Aaron P. Davis, partner of the commercial litigation firm Davis Goldman, said he doesn’t believe OpenAI should be responsible for every incident that might have involved consultation with ChatGPT. Yet he does think extra caution regarding AI toys is warranted, given their unique ability to earn the trust of vulnerable users, like a therapist, doctor, or teacher might. 

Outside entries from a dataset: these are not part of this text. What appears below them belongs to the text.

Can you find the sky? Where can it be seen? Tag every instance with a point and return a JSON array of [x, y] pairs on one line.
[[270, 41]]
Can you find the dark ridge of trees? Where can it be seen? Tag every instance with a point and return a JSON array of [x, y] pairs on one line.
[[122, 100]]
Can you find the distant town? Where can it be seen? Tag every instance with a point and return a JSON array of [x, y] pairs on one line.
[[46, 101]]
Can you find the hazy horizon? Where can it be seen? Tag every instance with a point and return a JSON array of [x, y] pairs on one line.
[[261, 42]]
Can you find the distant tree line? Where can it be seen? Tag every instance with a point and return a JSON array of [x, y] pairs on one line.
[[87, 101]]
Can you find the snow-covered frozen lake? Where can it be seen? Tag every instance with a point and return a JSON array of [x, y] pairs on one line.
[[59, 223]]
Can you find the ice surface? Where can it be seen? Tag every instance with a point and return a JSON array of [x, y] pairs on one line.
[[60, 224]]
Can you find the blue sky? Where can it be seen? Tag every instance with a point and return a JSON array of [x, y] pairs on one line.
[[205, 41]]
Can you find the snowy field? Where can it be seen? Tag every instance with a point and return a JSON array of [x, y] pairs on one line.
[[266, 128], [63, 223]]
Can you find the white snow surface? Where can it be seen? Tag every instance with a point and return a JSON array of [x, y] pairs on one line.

“This is going to be taken on a case by case basis, and I think that it’s sort of a dangerous avenue that we’re going down,” he said of the product’s potential risks. 

Davis, who reviewed OpenAI’s services agreement for Mashable, said he wasn’t sure whether key clauses related to publicity and liability would be enforceable. 

Prohibiting licensees from sharing that their product incorporates ChatGPT could impinge on fair use law, he noted. Davis was also skeptical of OpenAI’s motivation for including this clause. 

“The reason [OpenAI] is doing this is because they don’t want people to be able to figure out who made the AI so they get sued,” Davis said. 

Confusingly, OpenAI does permit licensees to reference a specific model if their product leverages the company’s developer platform.

“I think the conflicting policies underlie the platform’s intention to insulate itself from liability while maintaining the utility of the product,” he said.

The agreement’s clause related to class actions also gave Davis pause. He argued that it effectively prevents a customer who’s discovered a product defect from publicizing it widely. 

In general, Davis found the language favorable to OpenAI in ways that could significantly shield it from consumer transparency and accountability. 

What happened to Kumma?

Kumma is available for sale online again, but its return to the market comes with yet more questions.

Larry Wang, FoloToy’s founder and CEO, told Mashable that the company’s internal safety review led to strengthened age-appropriate content rules and tightened topic constraints, among other safety measures.

Indeed, when R.J. Cross tested Kumma again in December, it deflected the same questions she originally asked about kink and how to light a match. 

“We’re glad to see that,” Cross said. “It’s kind of the bare minimum.”

Yet Cross also noticed something inexplicable: Despite FoloToy’s indefinite suspension from OpenAI’s developer API, users could still select ChatGPT-5.1 and 5.1 Chat from a dropdown menu of large language models to program Kumma’s responses.

Wang did not respond to Mashable’s questions about whether the company continued to use ChatGPT for Kumma. OpenAI told Mashable it had not reversed FoloToy’s suspension, but didn’t provide further details about why or how ChatGPT could appear functional for Kumma.

As a researcher, Cross is dependent on transparency from manufacturers. Without it, she can’t as easily connect problems with AI toys that rely on the same large language model. But consumers need it too, she argues. 

If a toy uses the model xAI’s Grok to respond, for example, a consumer might make a different choice upon learning that the product created sexual abuse imagery using pictures of real women and children. 

“[T]hey deserve to have information available if they do want to look into things more carefully,” she said. 

Disclosure: Ziff Davis, Mashable’s parent company, in April 2025 filed a lawsuit against OpenAI, alleging it infringed Ziff Davis copyrights in training and operating its AI systems.